Class RobotsManager


  • public class RobotsManager
    extends org.apache.manifoldcf.core.database.BaseTable
    This class manages the database table into which we write robots.txt files for hosts. The data resides in the database, as well as in cache (up to a certain point). The result is that there is a memory limited, database-backed repository of robots files that we can draw on.

    robotsdata
    FieldTypeDescription        
    hostnameVARCHAR(255)Primary Key
    robotsdataBIGINT
    expirationtimeBLOB


    • Constructor Summary

      Constructors 
      Constructor Description
      RobotsManager​(org.apache.manifoldcf.core.interfaces.IThreadContext tc, org.apache.manifoldcf.core.interfaces.IDBInterface database)
      Constructor.
    • Method Summary

      All Methods Static Methods Instance Methods Concrete Methods 
      Modifier and Type Method Description
      java.lang.Boolean checkFetchAllowed​(java.lang.String userAgent, java.lang.String hostName, long currentTime, java.lang.String pathString, org.apache.manifoldcf.crawler.interfaces.IProcessActivity activities)
      Read robots.txt data from the cache or from the database.
      void deinstall()
      Uninstall the manager.
      protected static boolean doesPathMatch​(java.lang.String path, int pathIndex, java.lang.String spec, int specIndex)
      Recursive method for matching specification to path.
      protected static boolean doesPathMatch​(java.lang.String path, java.lang.String spec)
      Check if path matches specification
      protected static java.lang.String getRobotsKey​(java.lang.String hostName)
      Construct a key which represents an individual host name.
      void install()
      Install the manager.
      protected static java.lang.String makeReadable​(java.lang.String inputString)
      Convert a string from the robots file into a readable form that does NOT contain NUL characters (since postgresql does not accept those).
      protected RobotsManager.RobotsData readRobotsData​(java.lang.String hostName, org.apache.manifoldcf.crawler.interfaces.IProcessActivity activities)
      Read robots data, if it exists.
      void writeRobotsData​(java.lang.String hostName, long expirationTime, java.io.InputStream data)
      Write robots.txt, replacing any existing row.
      • Methods inherited from class org.apache.manifoldcf.core.database.BaseTable

        addTableIndex, analyzeTable, beginTransaction, buildConjunctionClause, constructCountClause, constructDistinctOnClause, constructDoubleCastClause, constructOffsetLimitClause, constructRegexpClause, constructSubstringClause, endTransaction, findConjunctionClauseMax, getDatabaseCacheKey, getDBInterface, getMaxInClause, getMaxOrClause, getSleepAmt, getTableIndexes, getTableName, getTableSchema, getTransactionID, getWindowedReportMaxRows, makeTableKey, noteModifications, performAddIndex, performAlter, performCommit, performCreate, performDelete, performDrop, performInsert, performModification, performQuery, performQuery, performRemoveIndex, performUpdate, prepareRowForSave, readRow, reindexTable, signalRollback, sleepFor
      • Methods inherited from class java.lang.Object

        clone, equals, finalize, getClass, hashCode, notify, notifyAll, toString, wait, wait, wait
    • Constructor Detail

      • RobotsManager

        public RobotsManager​(org.apache.manifoldcf.core.interfaces.IThreadContext tc,
                             org.apache.manifoldcf.core.interfaces.IDBInterface database)
                      throws org.apache.manifoldcf.core.interfaces.ManifoldCFException
        Constructor.
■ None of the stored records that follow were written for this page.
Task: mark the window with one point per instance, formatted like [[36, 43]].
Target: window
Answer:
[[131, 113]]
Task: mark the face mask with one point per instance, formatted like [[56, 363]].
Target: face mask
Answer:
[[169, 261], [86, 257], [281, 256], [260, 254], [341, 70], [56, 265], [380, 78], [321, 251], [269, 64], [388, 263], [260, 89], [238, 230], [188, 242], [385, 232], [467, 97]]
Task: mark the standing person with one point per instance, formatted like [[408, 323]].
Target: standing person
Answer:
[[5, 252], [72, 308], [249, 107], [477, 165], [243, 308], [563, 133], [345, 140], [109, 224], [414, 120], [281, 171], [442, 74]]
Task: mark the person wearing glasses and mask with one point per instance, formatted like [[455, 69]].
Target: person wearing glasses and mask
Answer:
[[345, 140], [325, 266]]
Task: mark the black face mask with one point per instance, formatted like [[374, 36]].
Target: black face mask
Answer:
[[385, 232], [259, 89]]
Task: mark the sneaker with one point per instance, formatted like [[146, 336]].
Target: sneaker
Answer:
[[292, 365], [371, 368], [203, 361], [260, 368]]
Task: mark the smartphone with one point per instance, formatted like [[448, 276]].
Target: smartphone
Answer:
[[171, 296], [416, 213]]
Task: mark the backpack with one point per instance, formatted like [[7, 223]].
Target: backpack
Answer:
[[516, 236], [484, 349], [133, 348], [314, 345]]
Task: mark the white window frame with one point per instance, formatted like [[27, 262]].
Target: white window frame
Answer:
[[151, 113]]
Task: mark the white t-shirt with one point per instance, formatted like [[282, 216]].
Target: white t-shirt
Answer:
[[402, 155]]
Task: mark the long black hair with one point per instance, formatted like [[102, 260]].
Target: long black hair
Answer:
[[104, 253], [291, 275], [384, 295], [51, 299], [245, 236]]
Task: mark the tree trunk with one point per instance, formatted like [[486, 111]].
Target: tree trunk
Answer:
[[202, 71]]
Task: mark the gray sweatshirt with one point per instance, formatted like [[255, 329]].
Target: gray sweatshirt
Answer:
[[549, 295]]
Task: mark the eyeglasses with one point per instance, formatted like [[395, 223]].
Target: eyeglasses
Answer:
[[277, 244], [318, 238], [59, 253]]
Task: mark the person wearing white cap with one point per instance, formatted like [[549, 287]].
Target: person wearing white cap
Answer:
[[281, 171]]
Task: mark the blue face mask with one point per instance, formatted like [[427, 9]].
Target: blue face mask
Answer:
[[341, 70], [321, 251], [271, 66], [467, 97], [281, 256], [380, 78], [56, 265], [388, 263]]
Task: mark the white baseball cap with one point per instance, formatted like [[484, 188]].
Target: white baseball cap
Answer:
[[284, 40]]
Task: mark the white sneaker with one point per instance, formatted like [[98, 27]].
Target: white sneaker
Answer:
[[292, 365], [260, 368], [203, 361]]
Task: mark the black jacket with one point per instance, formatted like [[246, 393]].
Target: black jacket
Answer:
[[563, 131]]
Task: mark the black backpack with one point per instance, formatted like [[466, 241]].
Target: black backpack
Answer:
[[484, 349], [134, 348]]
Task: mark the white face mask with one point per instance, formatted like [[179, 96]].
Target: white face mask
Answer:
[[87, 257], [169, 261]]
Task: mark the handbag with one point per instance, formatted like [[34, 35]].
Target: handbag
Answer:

Note that one robotsmanager handle is only useful within a specific thread context, so the calling connector object logic must recreate the handle whenever the thread context changes.
        Parameters:
        tc - is the thread context.
        database - is the database handle.
        Throws:
        org.apache.manifoldcf.core.interfaces.ManifoldCFException
    • Method Detail

      • install

        public void install()
                     throws org.apache.manifoldcf.core.interfaces.ManifoldCFException
        Install the manager.
        Throws:
        org.apache.manifoldcf.core.interfaces.ManifoldCFException
      • deinstall

        public void deinstall()
                       throws org.apache.manifoldcf.core.interfaces.ManifoldCFException
        Uninstall the manager.
        Throws:
        org.apache.manifoldcf.core.interfaces.ManifoldCFException
      • checkFetchAllowed

        public java.lang.Boolean checkFetchAllowed​(java.lang.String userAgent,
                                                   java.lang.String hostName,
                                                   long currentTime,
                                                   java.lang.String pathString,
                                                   org.apache.manifoldcf.crawler.interfaces.IProcessActivity activities)
                                            throws org.apache.manifoldcf.core.interfaces.ManifoldCFException
        Read robots.txt data from the cache or from the database.
        Parameters:
        hostName - is the host for which the data is desired.
        currentTime - is the time of the check.
        Returns:
        null if the record needs to be fetched, true if fetch is allowed.
        Throws:
        org.apache.manifoldcf.core.interfaces.ManifoldCFException
      • writeRobotsData

        public void writeRobotsData​(java.lang.String hostName,
                                    long expirationTime,
                                    java.io.InputStream data)
                             throws org.apache.manifoldcf.core.interfaces.ManifoldCFException,
                                    java.io.IOException
        Write robots.txt, replacing any existing row.
        Parameters:
        hostName - is the host.
        expirationTime - is the time this data should expire.
        data - is the robots data stream. May be null.
        Throws:
        org.apache.manifoldcf.core.interfaces.ManifoldCFException
        java.io.IOException
      • getRobotsKey

        protected static java.lang.String getRobotsKey​(java.lang.String hostName)
        Construct a key which represents an individual host name.
        Parameters:
        hostName - is the name of the connector.
        Returns:
        the cache key.
      • readRobotsData

        protected RobotsManager.RobotsData readRobotsData​(java.lang.String hostName,
                                                          org.apache.manifoldcf.crawler.interfaces.IProcessActivity activities)
                                                   throws org.apache.manifoldcf.core.interfaces.ManifoldCFException
        Read robots data, if it exists.
        Returns:
        null if the data doesn't exist at all. Return robots data if it does.
        Throws:
        org.apache.manifoldcf.core.interfaces.ManifoldCFException
      • makeReadable

        protected static java.lang.String makeReadable​(java.lang.String inputString)
        Convert a string from the robots file into a readable form that does NOT contain NUL characters (since postgresql does not accept those).
      • doesPathMatch

        protected static boolean doesPathMatch​(java.lang.String path,
                                               java.lang.String spec)
        Check if path matches specification
      • doesPathMatch

        protected static boolean doesPathMatch​(java.lang.String path,
                                               int pathIndex,
                                               java.lang.String spec,
                                               int specIndex)
        Recursive method for matching specification to path.